Trump considering 'brand new' travel ban
US President Donald Trump says he may change his original block on travelers from seven Muslim-majority nations. Two courts have since affirmed a suspension of the controversial executive order.
Speaking to reporters on Air Force One as he flew to Florida on Friday, Trump said he expected to win a legal battle over his original directive, which suspended entry to the US for refugees as well as visitors from Iran, Iraq, Libya, Somalia, Sudan, Syria and Yemen.
"We will continue to go through the court process and, ultimately, I have no doubt we will win that particular case," he said earlier.
But he confirmed that the White House was also weighing other alternatives beyond the court system, including making changes to the order. Trump suggested an amended executive order could be reissued by early next week.
White House backtracks
The president's comments represent a potentially embarrassing climb-down for the new US leader, who has insisted that the order was well drafted and was necessary for reasons of national security.
A day earlier, a US appeals court upheld a restraining order on Trump's original travel banafter it sparked protests at home and abroad, and caused chaos at some US airports. A federal judge in Seattle last week issued a temporary restraining order, which put the ban on ice.
The US Justice Department had argued that the January 27 executive order, which bans refugees for 120 and Syrian refugees indefinitely and citizens of seven Middle East or African countries, had been signed to head off a potential terror attack.
But several US states, which argued against the ban, said it had harmed thousands of state residents by splitting up families,delaying students hoping to travel, and stopping foreign travel by green card holders and their relatives.
Legal analysts say Trump's original ban could be rewritten to exclude affecting those with US residence visas or those who are permanent residents.
Meanwhile, White House Chief of Staff Reince Priebus said the legal dispute could still reach the US Supreme Court.

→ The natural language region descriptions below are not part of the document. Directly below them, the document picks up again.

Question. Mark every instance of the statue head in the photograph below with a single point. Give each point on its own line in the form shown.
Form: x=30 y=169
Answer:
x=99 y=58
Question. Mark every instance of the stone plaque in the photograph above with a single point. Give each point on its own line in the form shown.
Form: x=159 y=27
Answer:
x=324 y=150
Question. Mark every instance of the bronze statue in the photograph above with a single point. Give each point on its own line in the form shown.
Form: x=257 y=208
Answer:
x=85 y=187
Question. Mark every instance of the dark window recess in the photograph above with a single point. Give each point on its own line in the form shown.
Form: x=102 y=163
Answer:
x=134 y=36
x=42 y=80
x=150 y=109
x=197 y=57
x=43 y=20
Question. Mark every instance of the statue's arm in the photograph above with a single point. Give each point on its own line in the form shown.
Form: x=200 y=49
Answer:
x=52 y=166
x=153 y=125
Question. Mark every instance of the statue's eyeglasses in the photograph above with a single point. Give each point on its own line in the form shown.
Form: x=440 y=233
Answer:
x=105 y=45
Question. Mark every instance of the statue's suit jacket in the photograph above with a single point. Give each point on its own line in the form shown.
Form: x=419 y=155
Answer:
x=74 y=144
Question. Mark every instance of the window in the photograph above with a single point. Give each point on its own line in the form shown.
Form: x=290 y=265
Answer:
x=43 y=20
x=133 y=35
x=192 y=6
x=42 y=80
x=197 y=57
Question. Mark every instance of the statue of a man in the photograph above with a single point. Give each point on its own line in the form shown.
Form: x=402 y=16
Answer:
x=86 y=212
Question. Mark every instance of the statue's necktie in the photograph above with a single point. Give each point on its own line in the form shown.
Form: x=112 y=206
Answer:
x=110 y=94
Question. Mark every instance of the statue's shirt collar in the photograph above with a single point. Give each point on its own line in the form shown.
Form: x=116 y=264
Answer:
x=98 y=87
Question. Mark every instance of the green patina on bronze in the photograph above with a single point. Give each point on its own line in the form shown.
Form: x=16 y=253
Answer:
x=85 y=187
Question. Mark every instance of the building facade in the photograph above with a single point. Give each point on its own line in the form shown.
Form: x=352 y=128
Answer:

"Every single court option is on the table, including an appeal of the Ninth Circuit decision on the TRO (temporary restraining order) to the Supreme Court, including fighting out this case on the merits," Priebus said.
And in a new legal twist, the Ninth Circuit Court of Appeals in San Francisco, which heard the original appeal, asked the Justice Department and the state of Washington to submit arguments on whether a larger panel of judges should re-hear the arguments, after a three-judge panel unanimously refused to reinstate the ban.